THERE'S a pretty mighty grandstand behind the 18th green here at St Andrews and Paul Lawrie conjured the kind of finish that such vast constructions were invented for.
The 1999 Open champion had got proceedings in the 150th Open underway with the very first tee shot of the championship at 6:35am.
A few hours later, the Aberdonian veteran’s final couple of blows down the 18th sparked a roar that just about buckled the weathervane on the Royal & Ancient clubhouse roof.
His drive on the last rolled up to within five-feet of the flag and Lawrie gleefully gobbled up the eagle opportunity by holing out for a two to finish with a cap-doffing flourish. His two-over 74 wasn’t going to threaten the frontrunners but it was a satisfying sign-off to a special day.
“It was just a nice thing to be asked to do,” said Lawrie of the honour of hitting the first tee shot at an historic golfing occasion. “Mr Slumbers (The R&A chief executive) phoned me a couple of weeks ago and asked me if I’d do it. The first thing you think is how cool it will be. And it was lovely.”
A yellow ball perched on the first tee of an Open is not something you see at every championship and some intrigued onlookers pointed at it with the curiosity of someone playing with an old gutta percha.
“I'm 53, not 23, so my eyesight's not the best,” smiled Lawrie of his decision to employ the yellow ba’. “I just see it better when it's flying. And when I'm in the rough as much as I am, it stands out. I never thought I'd play with a yellow ball, but I actually quite like it.”

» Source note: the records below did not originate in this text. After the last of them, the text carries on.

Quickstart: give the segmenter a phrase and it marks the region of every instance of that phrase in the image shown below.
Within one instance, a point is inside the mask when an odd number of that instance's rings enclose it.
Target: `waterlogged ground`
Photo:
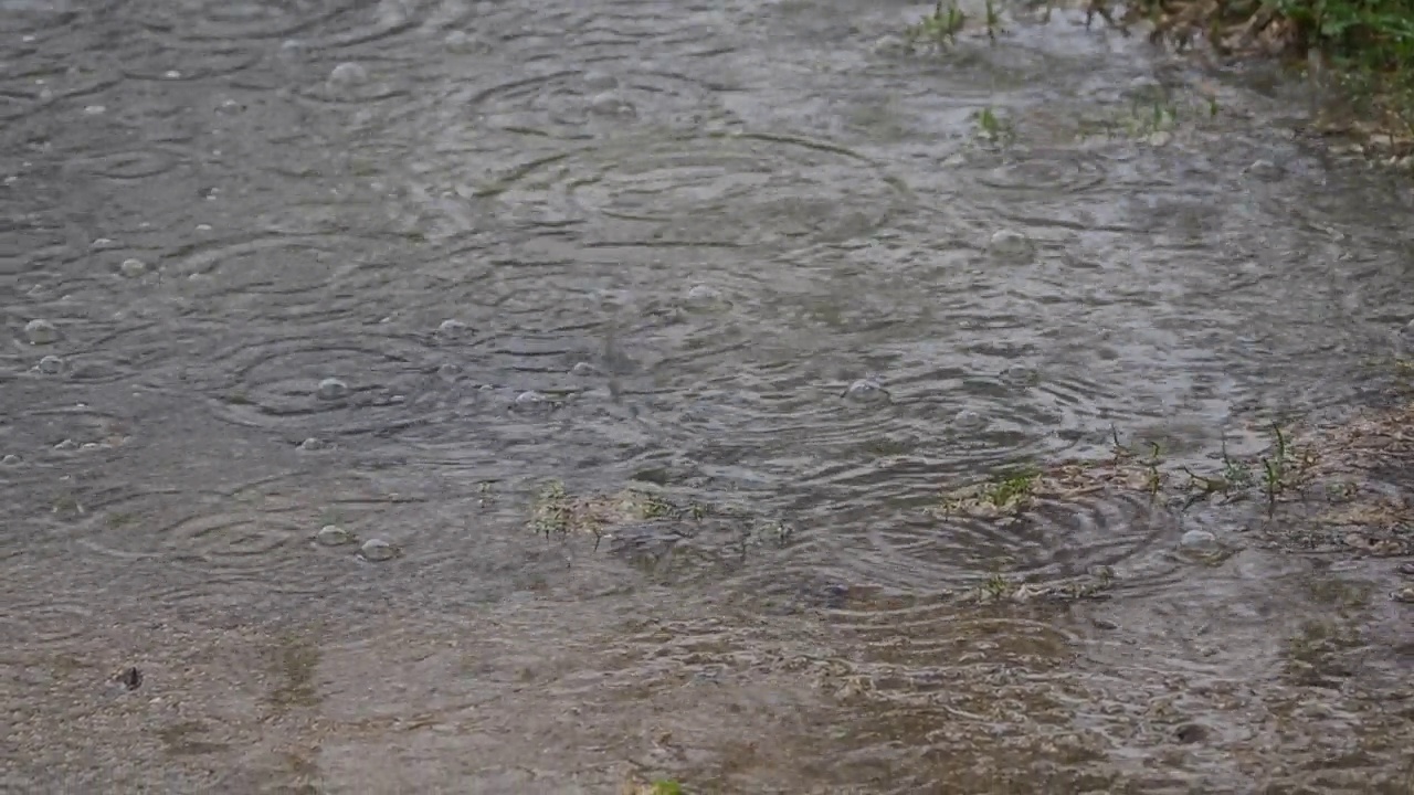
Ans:
[[[1063,10],[0,11],[7,792],[1408,792],[1414,201],[1299,86]]]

While Lawrie finished with a bang, Robert MacIntyre started with one and birdied two of his first three holes to trot to the front of the early pack. His thrust was tempered though and the 13th, a tricky hole in terms of angles for a left-hander, proved to be a pesky adversary. A double-bogey there was a sore one, although a birdie up the last helped to repair some of the damage.
“There's only one hole where I don't really have a plan on and that's 13,” he admitted of this flummoxing par-4. “I don't know how to hit the fairway. To create an angle to that pin you've got to hit it left, but the wind's going. It's an absolute nightmare of a hole.”
Unlucky 13 aside, MacIntyre, who has finished in the top-10 in his previous two Open Championship appearances, was reasonably content with his first round effort.
“If someone had given me two-under par before I had started I would have taken it for sure,” said the 25-year-old from Oban.
One of the Scot’s playing partners was Cameron Young, the Open debutant who romped to the front with a 64. MacIntyre had been level-pegging with him early on but Young darted away from him with the kind of acceleration that just about left the reek of burning rubber hanging over the links. “Cameron played brilliantly, he hardly missed a shot,” he said.
David Law, the third Scot in the field, emerged late in the day with a 72 as he marked his major debut with a battling effort.
Putting off the green on the par-5 sixth for an ugly bogey didn’t do Law many favours as he turned in two-over but he came home in two-under to salvage a level-par score. A 20-footer for birdie on 16 helped. “I got a nice roar from the grandstand for that,” he smiled.